Der Kommissar ging an das Telefon. Verbindung mit Prag. Neben ihm stand der Wirt. Sein Gesicht war entstellt. Sein Schädel schmerzte: Es galt, einen Mörder zu verfolgen, deshalb hielt der Mann durch. Der Anschluß ließ ein paar Minuten auf sich warten. Der Polizeibeamte fluchte. Dann, als ob ihm der Sterbende eingefallen sei, wurde seine Stimme weich und leise. »Haben Sie die Autonummer?«
Der Wirt schüttelte betroffen den Kopf.
»Was für ein Wagen?«
»Eine schwarze Limousine.«
»Das Fabrikat?«
»Mercedes … es waren zwei Männer und eine Frau …« Der Wirt beschrieb sie, so gut er konnte.
Endlich war die Zentrale in der Leitung. Der Kommissar gab seine Meldung durch. Er wußte, daß binnen weniger Minuten die Grenzen hermetisch abgeriegelt würden, daß man sich Menschen mit deutschen Pässen genau ansehen würde. Seine Lippen warfen sich bitter auf. Wenn ich schon diesen Mann nicht retten konnte, will ich wenigstens seinen Mörder fassen …
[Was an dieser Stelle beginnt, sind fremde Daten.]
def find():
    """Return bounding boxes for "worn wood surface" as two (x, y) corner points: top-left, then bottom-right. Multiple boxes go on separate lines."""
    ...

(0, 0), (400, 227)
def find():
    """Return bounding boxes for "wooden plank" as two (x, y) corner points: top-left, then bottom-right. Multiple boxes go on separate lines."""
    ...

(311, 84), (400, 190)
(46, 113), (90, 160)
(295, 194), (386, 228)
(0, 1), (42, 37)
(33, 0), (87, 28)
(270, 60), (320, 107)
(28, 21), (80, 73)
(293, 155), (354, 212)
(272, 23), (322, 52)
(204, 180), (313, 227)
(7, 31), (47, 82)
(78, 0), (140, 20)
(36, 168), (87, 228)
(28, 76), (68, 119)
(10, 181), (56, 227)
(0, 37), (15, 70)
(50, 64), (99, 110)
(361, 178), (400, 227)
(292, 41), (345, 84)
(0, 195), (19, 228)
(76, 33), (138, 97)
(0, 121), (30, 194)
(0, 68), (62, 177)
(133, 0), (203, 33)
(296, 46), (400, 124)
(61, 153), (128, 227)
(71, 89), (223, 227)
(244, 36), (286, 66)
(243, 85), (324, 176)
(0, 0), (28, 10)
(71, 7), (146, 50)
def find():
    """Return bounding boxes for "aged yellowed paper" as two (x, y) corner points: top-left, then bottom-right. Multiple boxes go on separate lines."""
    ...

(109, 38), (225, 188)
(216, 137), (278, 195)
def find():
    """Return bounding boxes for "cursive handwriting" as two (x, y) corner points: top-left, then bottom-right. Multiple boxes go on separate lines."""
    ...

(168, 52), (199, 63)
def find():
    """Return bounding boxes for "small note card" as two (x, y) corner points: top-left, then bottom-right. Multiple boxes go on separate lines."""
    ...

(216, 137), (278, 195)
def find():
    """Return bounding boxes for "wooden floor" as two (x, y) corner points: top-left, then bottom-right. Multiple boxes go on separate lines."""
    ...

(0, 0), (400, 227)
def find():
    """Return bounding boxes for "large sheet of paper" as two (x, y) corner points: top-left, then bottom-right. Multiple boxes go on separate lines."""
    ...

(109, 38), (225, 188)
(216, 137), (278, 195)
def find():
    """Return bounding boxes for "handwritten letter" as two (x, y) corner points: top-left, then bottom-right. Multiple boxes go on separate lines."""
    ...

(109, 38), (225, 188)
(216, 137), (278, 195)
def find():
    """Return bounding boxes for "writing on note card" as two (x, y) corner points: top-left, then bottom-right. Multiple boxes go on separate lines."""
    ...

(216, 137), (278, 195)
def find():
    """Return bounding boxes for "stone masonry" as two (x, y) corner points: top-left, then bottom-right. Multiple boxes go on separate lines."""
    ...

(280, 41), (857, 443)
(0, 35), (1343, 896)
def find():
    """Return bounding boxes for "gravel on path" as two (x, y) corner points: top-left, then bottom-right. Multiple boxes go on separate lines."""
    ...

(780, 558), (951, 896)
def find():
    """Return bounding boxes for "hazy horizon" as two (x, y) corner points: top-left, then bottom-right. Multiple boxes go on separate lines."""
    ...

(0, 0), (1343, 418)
Der Kommissar ging mit schleppenden Schritten zur Ofenbank. Inzwischen durchsuchten seine Beamten das Haus. Das Gesicht von Formis zuckte. Es war noch spitzer geworden. Der Tod bereitete seine Maske vor. Die Augen des Sterbenden lebten auf einmal. Die Iris wirkte nicht mehr fern, sondern nah, nicht mehr starr, sondern klar.